Recent modelling efforts [7] show that the inclusion of drifts is necessary to obtain an agreement between simulation and experiment in WEST in attached conditions, where the poloidal ExB flux directed from the HFS to the LFS leads to a strong reduction of the outer divertor temperature that would otherwise be strongly overestimated. Based on these simulations, here we continue to explore the role of drifts in the access to detachment. It is observed, that when a nitrogen seeding is introduced, the seeding rate required to obtain a detached divertor on the HFS is significantly lowered by the drift effects. Due to an accumulation of nitrogen on the HFS, driven by the drifts, the detachment becomes strongly asymmetric, as commonly observed, with the outer target detaching less easily [8].
In the course of these studies, it has been identified that, when the drifts are taken into account, the detachment onset and XPR behaviour are sensitive to radial transport assumptions. An accurate resolution of radial transport coefficients in the pedestal, supported by reflectometry measurements, is essential to reproduce the experimental-like detachment. The radial transport around the X-point influences the feasibility of achieving a simultaneous detachment at both targets within the XPR stability limits.

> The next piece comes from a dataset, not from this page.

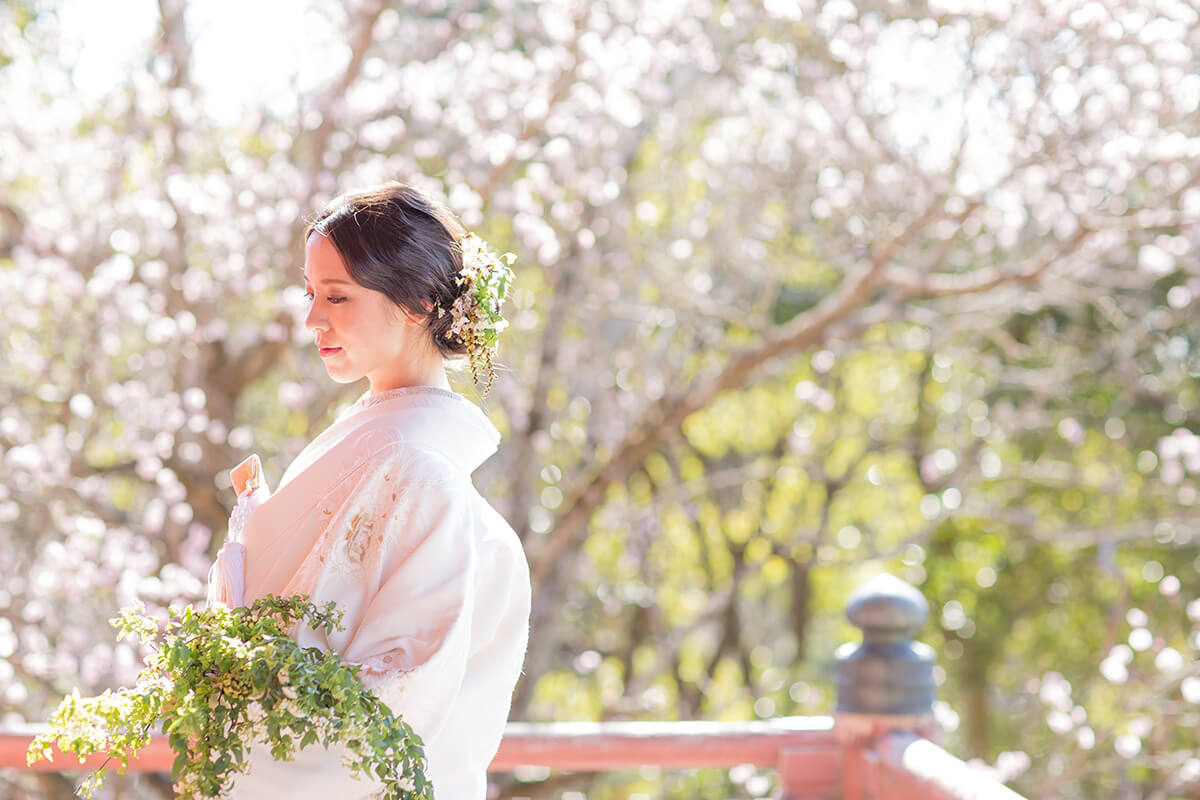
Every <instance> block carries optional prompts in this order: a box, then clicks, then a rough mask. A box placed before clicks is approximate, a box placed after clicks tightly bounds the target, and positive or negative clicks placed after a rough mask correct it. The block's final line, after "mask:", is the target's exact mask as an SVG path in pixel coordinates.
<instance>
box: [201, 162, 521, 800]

The results also suggest that the XPR formation and stability might depend on the transport regime, with reduced transport in the pedestal having a favourable effect on the XPR stability and control. With constant transport coefficients, typically assumed in simulations of WEST L-mode plasmas [8], the radiation and the density fronts cross the separatrix inwards of the X-point and drifts drive the cold high-density region into an unstable MARFE before a radiation collapse occurs and before the outer target detaches. Reduced transport in the pedestal slows down the propagation of the cold high-density region, directing it towards the X-point. A negative potential well develops, similar as in [9], modifying the distribution of the ExB flux around the X-point, allowing a subsequent detachment of the outer target.